Perhaps the best way of putting ourselves in the shoes of the Poles and Hungarians is to put ourselves in the shoes of the British, French, or Germans seventy years ago, at the time in which the islamisation of these countries began. Take Britain, for example. Back in 1948, with the passing of the British Nationality Act, which opened the doors of Britain to unprecedented levels of immigration, none could have guessed that, almost seventy years later, Islamic Fundamentalism would be widespread in the UK and that British-born Muslims would become homegrown terrorists who hate the country in which they were born. Were anyone to have suggested such a nightmare scenario at the time, he would have been dismissed as a deranged prophet of doom. Now that the nightmare has become a reality, there seems little that can be done. The Muslims, like the Normans of a near-millennium ago, are in the UK to stay, for better or worse. Unlike the Normans, however, they seem unlikely to assimilate. The tensions are, therefore, likely to beset British culture for generations to come. So be it. It makes little sense to shed too many tears over spilt milk, whether it was spilt at the Battle of Hastings in 1066 or with the passing of a disastrous act of Parliament in 1948. The real issue is not that the British have made the uncomfortable bed in which they are now doomed to lie but whether the Poles and Hungarians and other nations who have not suffered from such islamisation should be forced to follow suit? Why should those who have not made the perilous mistake be forced to follow the disastrous footsteps of those who have?

If we could turn the clock back to 1066, Belloc and Tolkien, and other men of good will, could argue whether England would be a better place had she averted the Norman Conquest.
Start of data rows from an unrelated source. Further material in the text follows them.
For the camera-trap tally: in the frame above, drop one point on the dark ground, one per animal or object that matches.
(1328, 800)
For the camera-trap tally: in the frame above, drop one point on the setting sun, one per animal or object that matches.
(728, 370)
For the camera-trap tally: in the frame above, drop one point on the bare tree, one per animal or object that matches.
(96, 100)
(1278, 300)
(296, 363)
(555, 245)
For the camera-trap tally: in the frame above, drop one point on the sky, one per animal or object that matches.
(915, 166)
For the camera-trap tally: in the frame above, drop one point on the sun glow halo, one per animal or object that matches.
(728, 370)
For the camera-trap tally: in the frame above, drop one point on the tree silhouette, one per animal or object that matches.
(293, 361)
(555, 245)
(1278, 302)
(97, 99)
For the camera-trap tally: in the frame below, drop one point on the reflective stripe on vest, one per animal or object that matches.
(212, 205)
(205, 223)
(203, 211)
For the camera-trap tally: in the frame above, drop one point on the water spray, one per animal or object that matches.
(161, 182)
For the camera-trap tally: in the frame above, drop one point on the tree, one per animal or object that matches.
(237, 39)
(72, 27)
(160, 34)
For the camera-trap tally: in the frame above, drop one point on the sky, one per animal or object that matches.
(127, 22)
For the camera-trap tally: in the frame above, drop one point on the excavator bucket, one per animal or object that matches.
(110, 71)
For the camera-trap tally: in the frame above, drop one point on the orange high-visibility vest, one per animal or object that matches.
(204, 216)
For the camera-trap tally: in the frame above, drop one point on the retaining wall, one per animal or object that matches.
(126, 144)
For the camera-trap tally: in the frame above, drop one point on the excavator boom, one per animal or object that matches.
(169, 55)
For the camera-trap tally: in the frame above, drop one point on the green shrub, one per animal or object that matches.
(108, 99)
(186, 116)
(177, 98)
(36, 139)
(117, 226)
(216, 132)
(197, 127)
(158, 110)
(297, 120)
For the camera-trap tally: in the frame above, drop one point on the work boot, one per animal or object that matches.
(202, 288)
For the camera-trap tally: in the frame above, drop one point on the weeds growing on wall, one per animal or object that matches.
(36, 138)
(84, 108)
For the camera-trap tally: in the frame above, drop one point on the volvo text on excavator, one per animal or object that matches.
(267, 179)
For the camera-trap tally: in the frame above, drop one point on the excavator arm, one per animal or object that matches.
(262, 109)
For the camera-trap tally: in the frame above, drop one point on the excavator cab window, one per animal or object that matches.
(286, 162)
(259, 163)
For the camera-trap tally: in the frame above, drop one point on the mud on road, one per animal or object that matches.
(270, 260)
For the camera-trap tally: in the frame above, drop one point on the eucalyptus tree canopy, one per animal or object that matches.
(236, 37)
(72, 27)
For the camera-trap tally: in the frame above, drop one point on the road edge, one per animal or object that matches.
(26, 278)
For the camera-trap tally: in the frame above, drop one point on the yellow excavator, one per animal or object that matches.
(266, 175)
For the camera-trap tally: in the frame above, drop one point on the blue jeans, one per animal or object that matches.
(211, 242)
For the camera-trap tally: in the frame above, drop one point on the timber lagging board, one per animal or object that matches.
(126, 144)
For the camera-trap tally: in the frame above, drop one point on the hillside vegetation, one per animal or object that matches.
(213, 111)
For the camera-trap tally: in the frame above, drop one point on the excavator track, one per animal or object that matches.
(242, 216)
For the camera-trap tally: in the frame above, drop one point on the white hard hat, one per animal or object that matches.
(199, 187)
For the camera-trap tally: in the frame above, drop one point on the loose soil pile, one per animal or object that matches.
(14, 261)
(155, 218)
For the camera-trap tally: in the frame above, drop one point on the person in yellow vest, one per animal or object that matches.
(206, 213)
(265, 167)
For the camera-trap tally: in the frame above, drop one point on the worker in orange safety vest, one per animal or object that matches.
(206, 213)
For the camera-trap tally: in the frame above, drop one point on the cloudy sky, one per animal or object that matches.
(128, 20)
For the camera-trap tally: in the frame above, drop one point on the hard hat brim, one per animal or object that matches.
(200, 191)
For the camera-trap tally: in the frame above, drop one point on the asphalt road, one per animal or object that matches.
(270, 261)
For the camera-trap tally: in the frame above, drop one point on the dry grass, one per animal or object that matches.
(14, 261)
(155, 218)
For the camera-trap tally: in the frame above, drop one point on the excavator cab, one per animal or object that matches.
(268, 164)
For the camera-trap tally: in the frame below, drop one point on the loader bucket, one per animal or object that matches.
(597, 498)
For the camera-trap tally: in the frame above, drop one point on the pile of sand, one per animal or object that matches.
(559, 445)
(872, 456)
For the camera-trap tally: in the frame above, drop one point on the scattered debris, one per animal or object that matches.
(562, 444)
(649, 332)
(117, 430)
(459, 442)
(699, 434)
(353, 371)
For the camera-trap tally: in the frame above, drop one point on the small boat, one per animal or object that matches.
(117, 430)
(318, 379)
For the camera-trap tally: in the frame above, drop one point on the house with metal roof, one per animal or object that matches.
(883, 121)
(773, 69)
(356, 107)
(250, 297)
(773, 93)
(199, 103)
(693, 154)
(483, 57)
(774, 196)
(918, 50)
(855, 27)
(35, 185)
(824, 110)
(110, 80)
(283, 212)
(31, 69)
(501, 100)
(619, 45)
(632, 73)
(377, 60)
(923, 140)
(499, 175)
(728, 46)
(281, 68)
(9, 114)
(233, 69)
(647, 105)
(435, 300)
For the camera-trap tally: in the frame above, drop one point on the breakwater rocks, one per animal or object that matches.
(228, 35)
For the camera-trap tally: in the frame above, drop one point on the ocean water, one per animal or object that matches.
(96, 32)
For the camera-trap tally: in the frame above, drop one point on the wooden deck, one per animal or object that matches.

By contrast, who, in their right mind, would argue that Britain would have been better off had she not imported millions of largely anti-British Muslims into her midst, creating thereby an insoluble problem for perhaps centuries to come? If this is so, who, in their right mind, can blame Poland, Hungary, and others from learning from Britain’s mistake?

Editor’s note: This column first appeared June 5, 2016 on Imaginative Conservative and is reprinted with permission.